Concentrations of human chorionic gonadotrophin in very early pregnancy and subsequent pre-eclampsia: a cohort study.

STUDY QUESTION

Are low serum concentrations of human chorionic gonadotrophin (hCG) in very early pregnancy associated with pre-eclampsia risk?

SUMMARY ANSWER

Low hCG concentrations in very early pregnancy are associated with increased risk of severe pre-eclampsia.

WHAT IS KNOWN ALREADY

Low maternal serum concentrations of hCG early in pregnancy may indicate impaired proliferation or invasion of trophoblast cells, and thus low hCG concentrations may serve as a marker for impaired placental development. Impaired placental development is assumed to be a cause of pre-eclampsia, but there is little prospective evidence to support this hypothesis.

STUDY DESIGN, SIZE, DURATION: We performed a prospective cohort study of pregnancies after IVF at Oslo University Hospital 1996-2010 with linkage to the Medical Birth Registry of Norway to obtain information on pre-eclampsia development.

PARTICIPANTS/MATERIALS, SETTING, METHODS: We included 2405 consecutive singleton pregnancies and examined the association of maternal serum hCG concentrations (measured using Elecsys, Roche) on Day 12 after embryo transfer with the risk of any pre-eclampsia and of mild and severe pre-eclampsia.
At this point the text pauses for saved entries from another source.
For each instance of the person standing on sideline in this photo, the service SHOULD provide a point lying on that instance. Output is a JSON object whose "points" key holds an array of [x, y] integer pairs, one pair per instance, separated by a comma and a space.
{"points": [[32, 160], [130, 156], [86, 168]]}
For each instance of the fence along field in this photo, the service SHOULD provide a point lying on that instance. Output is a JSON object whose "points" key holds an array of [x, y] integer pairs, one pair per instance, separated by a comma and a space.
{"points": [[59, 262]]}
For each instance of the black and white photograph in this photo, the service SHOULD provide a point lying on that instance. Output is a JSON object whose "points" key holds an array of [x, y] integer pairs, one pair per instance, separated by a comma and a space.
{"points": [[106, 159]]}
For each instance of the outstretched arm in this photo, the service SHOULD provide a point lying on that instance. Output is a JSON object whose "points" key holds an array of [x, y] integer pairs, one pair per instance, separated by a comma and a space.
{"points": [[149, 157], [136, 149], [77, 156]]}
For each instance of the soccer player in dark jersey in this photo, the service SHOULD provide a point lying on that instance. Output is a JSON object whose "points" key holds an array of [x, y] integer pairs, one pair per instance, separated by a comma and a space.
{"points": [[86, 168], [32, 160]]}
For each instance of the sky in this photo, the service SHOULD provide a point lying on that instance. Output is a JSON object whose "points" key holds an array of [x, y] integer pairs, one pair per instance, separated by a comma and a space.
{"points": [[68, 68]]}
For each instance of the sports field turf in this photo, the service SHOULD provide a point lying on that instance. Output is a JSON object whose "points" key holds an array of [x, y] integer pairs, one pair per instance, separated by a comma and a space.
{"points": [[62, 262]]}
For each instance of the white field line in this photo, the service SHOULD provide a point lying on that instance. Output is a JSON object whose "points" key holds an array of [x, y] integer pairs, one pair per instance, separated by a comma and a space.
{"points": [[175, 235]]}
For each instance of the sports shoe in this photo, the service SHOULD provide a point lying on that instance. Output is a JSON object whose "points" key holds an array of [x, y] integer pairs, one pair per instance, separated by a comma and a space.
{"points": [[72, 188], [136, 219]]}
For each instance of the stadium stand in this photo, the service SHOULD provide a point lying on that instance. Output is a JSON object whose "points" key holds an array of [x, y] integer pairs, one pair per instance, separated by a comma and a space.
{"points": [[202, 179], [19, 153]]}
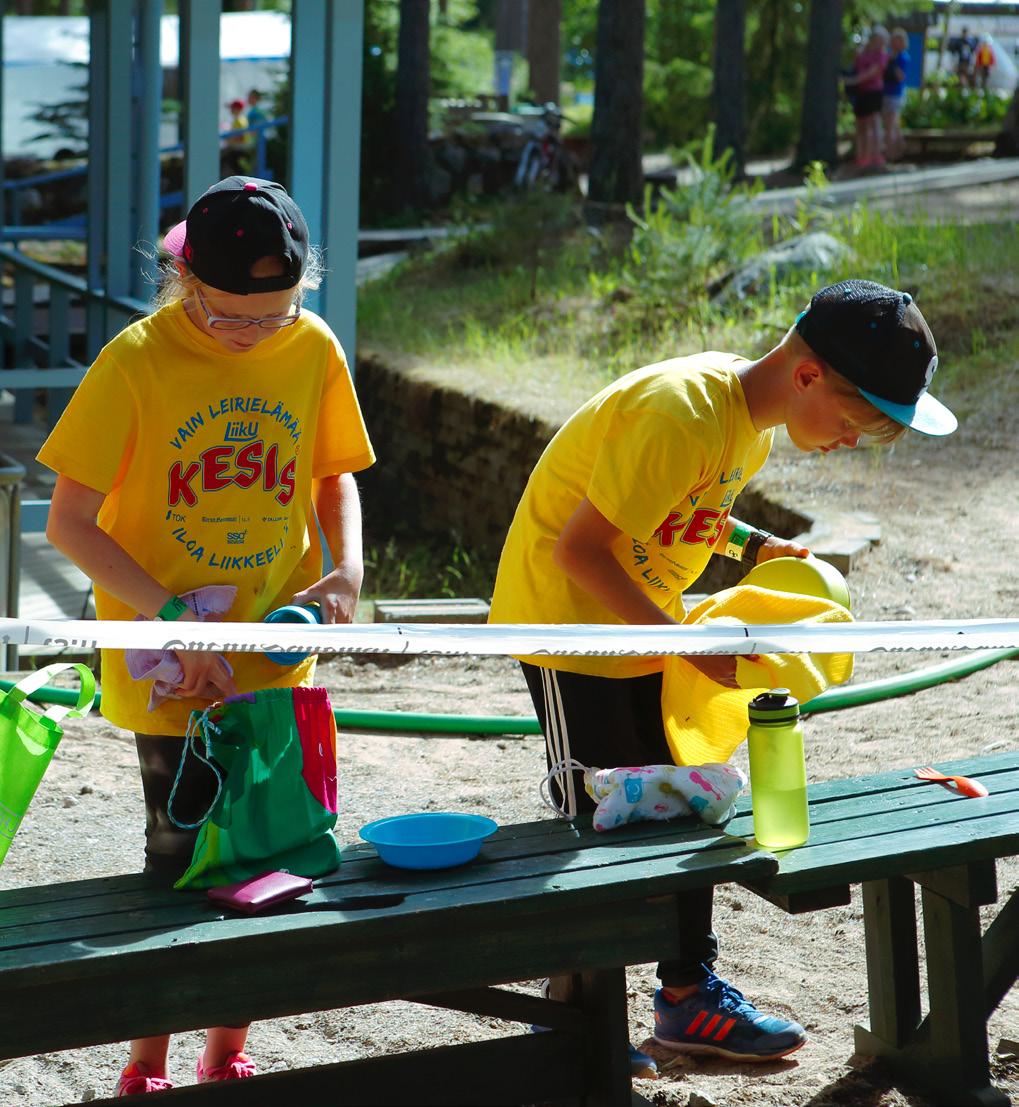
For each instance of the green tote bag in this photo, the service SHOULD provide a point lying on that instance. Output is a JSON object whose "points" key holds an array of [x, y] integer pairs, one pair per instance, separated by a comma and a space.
{"points": [[28, 741], [273, 753]]}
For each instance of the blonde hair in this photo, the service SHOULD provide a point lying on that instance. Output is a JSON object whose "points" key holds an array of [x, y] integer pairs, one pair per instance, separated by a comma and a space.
{"points": [[178, 282], [867, 418], [870, 420]]}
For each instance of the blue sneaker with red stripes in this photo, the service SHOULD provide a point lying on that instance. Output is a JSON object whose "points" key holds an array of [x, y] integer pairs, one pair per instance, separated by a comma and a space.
{"points": [[719, 1020]]}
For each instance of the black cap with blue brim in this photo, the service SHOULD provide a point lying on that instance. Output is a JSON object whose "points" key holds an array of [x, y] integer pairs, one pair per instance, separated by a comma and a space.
{"points": [[876, 338]]}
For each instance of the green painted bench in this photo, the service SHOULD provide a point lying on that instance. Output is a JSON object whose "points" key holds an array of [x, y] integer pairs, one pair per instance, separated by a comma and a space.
{"points": [[891, 834], [105, 960]]}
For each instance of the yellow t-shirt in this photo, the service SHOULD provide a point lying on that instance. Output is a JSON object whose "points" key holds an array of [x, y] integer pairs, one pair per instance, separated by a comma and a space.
{"points": [[662, 453], [207, 461]]}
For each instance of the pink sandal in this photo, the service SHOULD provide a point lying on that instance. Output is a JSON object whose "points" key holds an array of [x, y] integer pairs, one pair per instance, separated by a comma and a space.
{"points": [[134, 1082], [238, 1066]]}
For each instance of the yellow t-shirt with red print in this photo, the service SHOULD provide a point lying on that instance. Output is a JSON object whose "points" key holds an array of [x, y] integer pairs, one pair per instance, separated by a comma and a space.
{"points": [[207, 459], [662, 453]]}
MAIN RESULTS AND THE ROLE OF CHANCE

HCG concentrations were inversely associated with pre-eclampsia risk in a dose-dependent manner (Ptrend 0.02). Compared with women with hCG ≥150 IU/l, women with hCG <50 IU/l were at 2-fold higher overall risk of pre-eclampsia [absolute risk 6.4 versus 2.8%; odds ratio (OR) 2.3, 95% confidence interval (CI) 1.2-4.7]. The inverse association was restricted to severe pre-eclampsia (Ptrend 0.01), thus, women with hCG <50 IU/l were at 4-fold higher risk of severe pre-eclampsia than women with hCG ≥150 IU/l (absolute risk 3.6 versus 0.9%; OR 4.2, 95% CI 1.4-12.2). For mild pre-eclampsia, there was no corresponding association (Ptrend 0.36).
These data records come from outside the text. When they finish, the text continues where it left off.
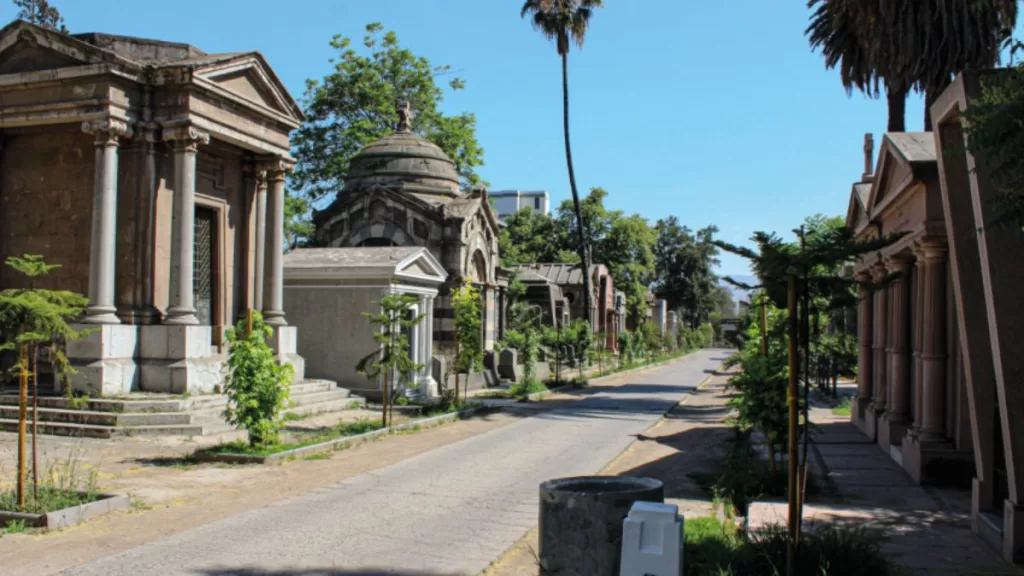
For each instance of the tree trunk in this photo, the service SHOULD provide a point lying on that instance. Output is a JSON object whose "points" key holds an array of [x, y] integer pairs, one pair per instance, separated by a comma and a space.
{"points": [[581, 224], [35, 420], [896, 98]]}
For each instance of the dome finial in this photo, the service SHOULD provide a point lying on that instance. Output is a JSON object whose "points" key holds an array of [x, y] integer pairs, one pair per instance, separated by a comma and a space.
{"points": [[404, 117]]}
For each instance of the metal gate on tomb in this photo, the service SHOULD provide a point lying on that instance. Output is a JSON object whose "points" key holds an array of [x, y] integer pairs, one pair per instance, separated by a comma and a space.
{"points": [[204, 263]]}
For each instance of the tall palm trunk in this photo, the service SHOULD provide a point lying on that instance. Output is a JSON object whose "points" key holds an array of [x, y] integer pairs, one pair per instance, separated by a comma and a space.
{"points": [[581, 225], [896, 98]]}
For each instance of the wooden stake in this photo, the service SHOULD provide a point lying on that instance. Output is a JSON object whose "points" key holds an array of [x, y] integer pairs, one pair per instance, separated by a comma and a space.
{"points": [[792, 396], [23, 408]]}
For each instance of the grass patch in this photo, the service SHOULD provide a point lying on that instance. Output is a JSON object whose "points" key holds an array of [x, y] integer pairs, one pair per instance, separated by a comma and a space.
{"points": [[844, 407], [61, 486], [742, 477], [720, 549], [341, 430]]}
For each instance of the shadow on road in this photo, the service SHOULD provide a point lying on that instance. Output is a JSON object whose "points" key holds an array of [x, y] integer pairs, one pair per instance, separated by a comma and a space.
{"points": [[316, 572]]}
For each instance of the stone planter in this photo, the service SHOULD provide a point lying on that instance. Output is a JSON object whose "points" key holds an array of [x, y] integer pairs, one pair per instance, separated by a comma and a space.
{"points": [[581, 529], [69, 517]]}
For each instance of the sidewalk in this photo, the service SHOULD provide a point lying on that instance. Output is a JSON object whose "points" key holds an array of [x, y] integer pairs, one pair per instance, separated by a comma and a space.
{"points": [[928, 529]]}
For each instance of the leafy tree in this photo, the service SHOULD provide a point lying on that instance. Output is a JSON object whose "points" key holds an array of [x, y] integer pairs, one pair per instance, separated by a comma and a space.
{"points": [[41, 12], [391, 360], [299, 228], [468, 344], [354, 105], [31, 318], [565, 21], [257, 386], [529, 237], [994, 138]]}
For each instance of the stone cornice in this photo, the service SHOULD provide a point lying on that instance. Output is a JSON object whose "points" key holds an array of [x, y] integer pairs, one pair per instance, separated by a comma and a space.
{"points": [[108, 131], [186, 136]]}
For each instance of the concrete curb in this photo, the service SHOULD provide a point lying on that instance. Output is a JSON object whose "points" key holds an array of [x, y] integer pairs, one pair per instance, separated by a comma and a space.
{"points": [[69, 517], [341, 442]]}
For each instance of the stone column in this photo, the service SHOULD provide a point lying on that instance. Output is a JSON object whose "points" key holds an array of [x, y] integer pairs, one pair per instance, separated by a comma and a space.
{"points": [[186, 141], [934, 354], [898, 405], [258, 264], [101, 309], [273, 296], [864, 330], [919, 336], [879, 343]]}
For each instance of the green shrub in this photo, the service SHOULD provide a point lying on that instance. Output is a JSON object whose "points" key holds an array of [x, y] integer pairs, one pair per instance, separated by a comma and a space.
{"points": [[257, 386]]}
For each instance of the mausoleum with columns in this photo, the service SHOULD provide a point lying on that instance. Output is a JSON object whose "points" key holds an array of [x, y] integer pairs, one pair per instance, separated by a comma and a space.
{"points": [[939, 320], [154, 174]]}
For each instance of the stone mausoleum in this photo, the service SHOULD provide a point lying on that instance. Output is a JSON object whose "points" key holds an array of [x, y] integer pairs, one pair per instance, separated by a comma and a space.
{"points": [[154, 173], [403, 191]]}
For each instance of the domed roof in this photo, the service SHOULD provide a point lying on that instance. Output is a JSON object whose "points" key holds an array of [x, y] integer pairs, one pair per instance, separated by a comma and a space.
{"points": [[403, 161]]}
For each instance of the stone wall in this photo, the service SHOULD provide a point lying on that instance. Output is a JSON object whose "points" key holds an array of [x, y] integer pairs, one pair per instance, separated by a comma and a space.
{"points": [[46, 182]]}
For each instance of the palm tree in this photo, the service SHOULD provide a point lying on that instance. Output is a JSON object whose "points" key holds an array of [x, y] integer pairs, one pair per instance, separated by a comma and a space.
{"points": [[848, 35], [563, 21], [904, 45]]}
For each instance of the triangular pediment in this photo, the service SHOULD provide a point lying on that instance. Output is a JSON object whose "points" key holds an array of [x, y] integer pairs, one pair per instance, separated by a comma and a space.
{"points": [[249, 77], [422, 264]]}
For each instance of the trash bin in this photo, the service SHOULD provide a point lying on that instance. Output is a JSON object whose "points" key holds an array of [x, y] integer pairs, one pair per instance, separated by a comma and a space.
{"points": [[582, 522]]}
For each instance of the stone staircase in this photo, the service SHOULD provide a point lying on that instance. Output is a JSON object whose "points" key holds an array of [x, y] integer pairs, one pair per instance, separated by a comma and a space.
{"points": [[153, 414]]}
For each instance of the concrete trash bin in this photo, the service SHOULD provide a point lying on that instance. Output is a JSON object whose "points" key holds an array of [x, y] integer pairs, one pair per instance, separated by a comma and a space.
{"points": [[581, 524]]}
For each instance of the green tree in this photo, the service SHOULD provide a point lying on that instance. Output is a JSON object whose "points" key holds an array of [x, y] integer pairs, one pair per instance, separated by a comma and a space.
{"points": [[31, 318], [41, 12], [529, 237], [391, 359], [354, 105], [468, 343], [257, 385], [994, 138], [563, 22], [299, 228]]}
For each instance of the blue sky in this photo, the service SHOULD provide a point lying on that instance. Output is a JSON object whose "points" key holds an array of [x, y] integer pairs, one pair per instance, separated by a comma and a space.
{"points": [[714, 112]]}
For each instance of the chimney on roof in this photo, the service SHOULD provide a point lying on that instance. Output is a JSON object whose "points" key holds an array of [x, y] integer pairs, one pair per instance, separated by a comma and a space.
{"points": [[868, 157]]}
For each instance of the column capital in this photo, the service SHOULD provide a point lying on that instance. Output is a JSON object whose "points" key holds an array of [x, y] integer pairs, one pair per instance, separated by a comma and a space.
{"points": [[186, 137], [276, 167], [108, 130]]}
LIMITATIONS, REASONS FOR CAUTION: Results for IVF pregnancies may not be generalizable to spontaneously conceived pregnancies.
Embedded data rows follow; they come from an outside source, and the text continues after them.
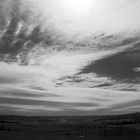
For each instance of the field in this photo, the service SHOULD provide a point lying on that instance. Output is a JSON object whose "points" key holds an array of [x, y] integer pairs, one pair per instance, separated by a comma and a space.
{"points": [[120, 127]]}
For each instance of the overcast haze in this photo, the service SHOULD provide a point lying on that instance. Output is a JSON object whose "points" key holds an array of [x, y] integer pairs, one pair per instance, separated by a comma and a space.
{"points": [[69, 57]]}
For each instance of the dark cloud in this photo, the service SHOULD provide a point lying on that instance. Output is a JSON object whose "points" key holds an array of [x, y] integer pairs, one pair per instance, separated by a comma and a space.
{"points": [[120, 66]]}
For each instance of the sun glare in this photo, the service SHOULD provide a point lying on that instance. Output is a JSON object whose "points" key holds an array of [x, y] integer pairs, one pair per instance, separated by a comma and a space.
{"points": [[79, 7]]}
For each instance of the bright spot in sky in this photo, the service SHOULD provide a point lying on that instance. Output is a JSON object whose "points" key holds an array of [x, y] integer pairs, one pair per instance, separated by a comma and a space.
{"points": [[79, 7]]}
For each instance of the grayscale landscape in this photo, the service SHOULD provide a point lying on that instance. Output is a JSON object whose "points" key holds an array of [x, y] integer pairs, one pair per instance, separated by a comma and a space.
{"points": [[69, 69]]}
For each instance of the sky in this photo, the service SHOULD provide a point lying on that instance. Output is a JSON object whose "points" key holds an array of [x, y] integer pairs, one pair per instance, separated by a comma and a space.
{"points": [[69, 57]]}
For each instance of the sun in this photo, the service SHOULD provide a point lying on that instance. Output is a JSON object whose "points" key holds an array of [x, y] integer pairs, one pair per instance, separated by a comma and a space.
{"points": [[77, 7]]}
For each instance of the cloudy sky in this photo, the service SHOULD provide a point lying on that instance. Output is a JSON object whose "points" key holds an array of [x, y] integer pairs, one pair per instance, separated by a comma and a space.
{"points": [[69, 57]]}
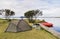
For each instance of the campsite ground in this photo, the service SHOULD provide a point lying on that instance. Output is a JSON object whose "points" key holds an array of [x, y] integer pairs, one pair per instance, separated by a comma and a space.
{"points": [[32, 34]]}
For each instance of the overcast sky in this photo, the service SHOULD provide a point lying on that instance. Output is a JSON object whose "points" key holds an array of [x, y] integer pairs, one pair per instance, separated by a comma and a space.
{"points": [[49, 7]]}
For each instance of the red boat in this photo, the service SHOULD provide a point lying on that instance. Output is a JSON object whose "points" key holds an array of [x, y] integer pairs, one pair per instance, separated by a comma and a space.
{"points": [[47, 24]]}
WIDER IMPLICATIONS OF THE FINDINGS

Plausible causes of low maternal hCG concentrations very early in pregnancy include impaired placental development and delayed implantation. Thus, these results provide prospective evidence to support the hypothesis that impaired placental development may be associated with subsequent development of severe pre-eclampsia.

STUDY FUNDING/COMPETING INTEREST: The study was financially supported by the Research Council of Norway. None of the authors has any conflict of interest to declare.